A shopper pushes a cart 41 m south down one aisle and then turns 90.0° west and moves 28 m. He then makes another 90.0° turn and moves 14 m.
(a) What is the largest possible displacement of the shopper?
____m ___° counterclockwise from west
start the shopper at (0,0)
After pushing the cart 41 m south, he's now at (0, -41)
After turning west and pushing the cart 28 m, he's now at (-28, -41)
Now he has to turn 90 degrees again. . . he will then be going either north or south. . . south will result in the largest displacement from the origin. . . now he's at (-28, -55)
The distance from the origin is (28^2 + 55^2)^0.5
Let the angle counterclockwise from west be x: then
tan x = 55/28
To find the largest possible displacement of the shopper, we can create a right triangle using the distances traveled in the north-south and east-west directions.

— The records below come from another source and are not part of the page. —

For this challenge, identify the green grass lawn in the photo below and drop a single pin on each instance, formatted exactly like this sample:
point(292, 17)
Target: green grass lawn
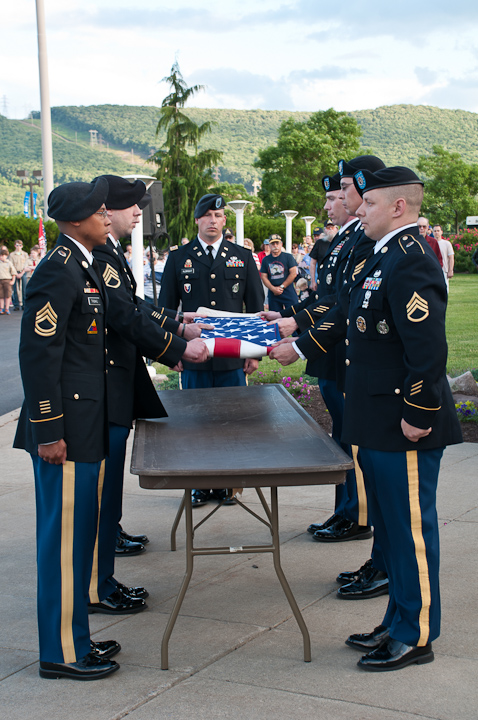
point(462, 324)
point(462, 336)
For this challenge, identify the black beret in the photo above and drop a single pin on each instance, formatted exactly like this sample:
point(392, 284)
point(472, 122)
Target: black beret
point(208, 202)
point(362, 162)
point(123, 193)
point(388, 177)
point(331, 182)
point(73, 202)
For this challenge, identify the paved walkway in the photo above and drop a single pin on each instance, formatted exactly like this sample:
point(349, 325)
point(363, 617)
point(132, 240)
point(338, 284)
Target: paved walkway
point(235, 651)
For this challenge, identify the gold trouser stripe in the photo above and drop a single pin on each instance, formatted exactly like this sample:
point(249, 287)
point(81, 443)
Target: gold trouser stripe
point(169, 343)
point(93, 591)
point(67, 586)
point(361, 493)
point(420, 550)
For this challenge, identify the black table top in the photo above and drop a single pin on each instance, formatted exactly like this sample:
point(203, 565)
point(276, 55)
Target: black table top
point(256, 436)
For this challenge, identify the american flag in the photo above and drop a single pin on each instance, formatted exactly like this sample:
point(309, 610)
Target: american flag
point(253, 329)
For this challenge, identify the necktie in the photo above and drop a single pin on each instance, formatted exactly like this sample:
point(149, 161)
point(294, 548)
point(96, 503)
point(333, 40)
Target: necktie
point(96, 268)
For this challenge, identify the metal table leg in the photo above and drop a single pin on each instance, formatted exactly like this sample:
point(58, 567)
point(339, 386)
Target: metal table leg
point(187, 500)
point(282, 578)
point(176, 522)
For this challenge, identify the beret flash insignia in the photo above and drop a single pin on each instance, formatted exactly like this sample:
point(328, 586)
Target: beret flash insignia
point(361, 182)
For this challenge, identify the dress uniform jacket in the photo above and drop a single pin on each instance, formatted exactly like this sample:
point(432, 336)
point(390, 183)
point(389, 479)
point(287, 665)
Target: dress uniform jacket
point(135, 328)
point(329, 283)
point(396, 350)
point(62, 357)
point(229, 284)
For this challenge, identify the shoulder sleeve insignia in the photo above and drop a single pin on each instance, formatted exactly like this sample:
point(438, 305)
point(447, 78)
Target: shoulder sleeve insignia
point(358, 269)
point(408, 242)
point(417, 308)
point(46, 321)
point(61, 253)
point(111, 277)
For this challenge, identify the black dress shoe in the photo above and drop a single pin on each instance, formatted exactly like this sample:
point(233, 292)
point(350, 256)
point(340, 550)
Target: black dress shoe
point(105, 648)
point(133, 538)
point(135, 592)
point(368, 641)
point(351, 575)
point(127, 548)
point(118, 603)
point(91, 667)
point(321, 526)
point(395, 655)
point(200, 497)
point(343, 530)
point(370, 583)
point(223, 497)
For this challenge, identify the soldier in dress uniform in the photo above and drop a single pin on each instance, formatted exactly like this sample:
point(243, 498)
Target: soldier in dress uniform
point(212, 272)
point(63, 425)
point(398, 409)
point(135, 329)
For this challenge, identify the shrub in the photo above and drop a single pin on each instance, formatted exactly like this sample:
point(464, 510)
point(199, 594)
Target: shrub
point(464, 245)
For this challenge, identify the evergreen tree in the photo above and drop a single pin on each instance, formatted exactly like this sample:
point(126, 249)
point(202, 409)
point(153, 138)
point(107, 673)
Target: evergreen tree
point(306, 151)
point(186, 172)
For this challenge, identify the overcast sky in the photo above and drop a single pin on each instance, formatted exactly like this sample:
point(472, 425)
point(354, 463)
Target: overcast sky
point(269, 54)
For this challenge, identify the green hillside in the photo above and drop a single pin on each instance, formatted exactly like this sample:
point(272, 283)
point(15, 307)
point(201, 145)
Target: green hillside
point(21, 150)
point(398, 133)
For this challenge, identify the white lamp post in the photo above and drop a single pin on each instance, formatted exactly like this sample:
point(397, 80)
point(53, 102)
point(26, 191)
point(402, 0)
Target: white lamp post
point(238, 206)
point(289, 216)
point(137, 240)
point(308, 219)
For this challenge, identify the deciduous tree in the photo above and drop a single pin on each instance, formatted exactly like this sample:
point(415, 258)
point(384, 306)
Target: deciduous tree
point(451, 187)
point(306, 151)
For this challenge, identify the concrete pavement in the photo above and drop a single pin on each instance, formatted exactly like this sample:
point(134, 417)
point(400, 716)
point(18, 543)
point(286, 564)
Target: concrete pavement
point(236, 652)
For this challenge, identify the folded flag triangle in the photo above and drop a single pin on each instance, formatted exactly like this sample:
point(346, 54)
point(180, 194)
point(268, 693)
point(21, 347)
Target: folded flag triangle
point(239, 336)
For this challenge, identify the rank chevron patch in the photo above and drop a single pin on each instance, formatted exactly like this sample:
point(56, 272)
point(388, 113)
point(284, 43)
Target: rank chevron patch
point(111, 277)
point(46, 321)
point(417, 304)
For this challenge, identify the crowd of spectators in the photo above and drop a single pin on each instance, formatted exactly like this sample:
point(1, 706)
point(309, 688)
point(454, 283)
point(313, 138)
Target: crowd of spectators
point(16, 269)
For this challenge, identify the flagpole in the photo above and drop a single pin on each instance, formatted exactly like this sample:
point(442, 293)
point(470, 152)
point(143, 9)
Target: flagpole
point(47, 149)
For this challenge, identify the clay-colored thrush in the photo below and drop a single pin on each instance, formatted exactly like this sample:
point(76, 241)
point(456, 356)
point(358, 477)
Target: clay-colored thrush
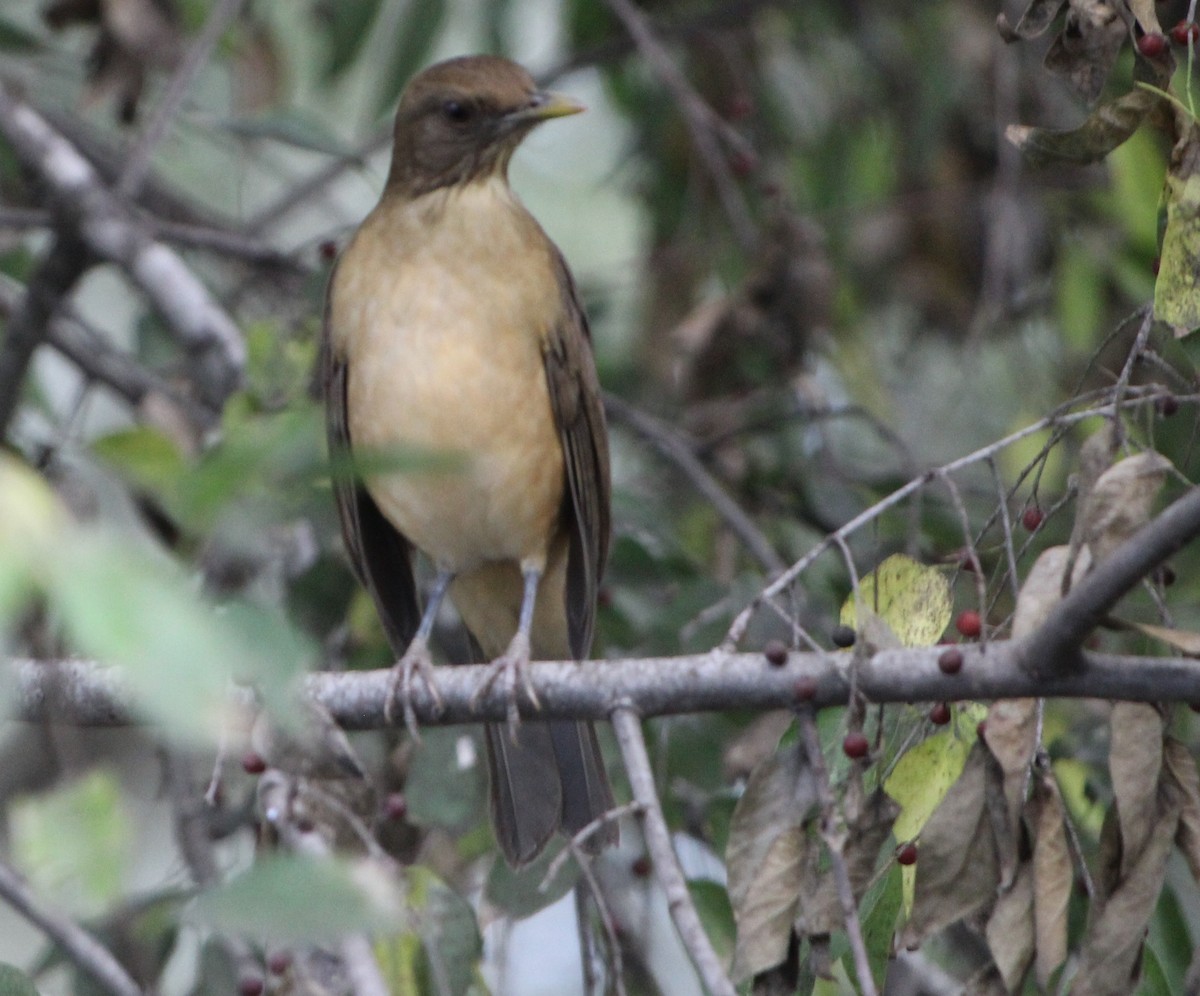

Let's break down the shopper's movements into their components:
- 41 m south
- 28 m west
- 14 m north
Now, let's calculate the displacement in the north-south (y) direction:
Total displacement in the y-direction = -41 m + 14 m = -27 m
Note that we use a negative sign since the displacement is in the opposite direction of the positive y-axis.
Next, let's calculate the displacement in the east-west (x) direction:
Total displacement in the x-direction = 28 m
Now, we can use the Pythagorean theorem to find the magnitude of the displacement:
Displacement (d) = √(x^2 + y^2)
d = √((28)^2 + (-27)^2)
d = √(784 + 729)
d ≈ √1513
d ≈ 38.90 m
So, the largest possible displacement of the shopper is approximately 38.90 meters.
To find the angle counterclockwise from the west, we can use trigonometry. Using the arctan function, we can find the angle:
angle = arctan(y/x)
angle = arctan(-27/28)
angle ≈ -45.65°
Thus, the largest possible displacement of the shopper is approximately 38.90 meters, counterclockwise from the west by about 45.65°.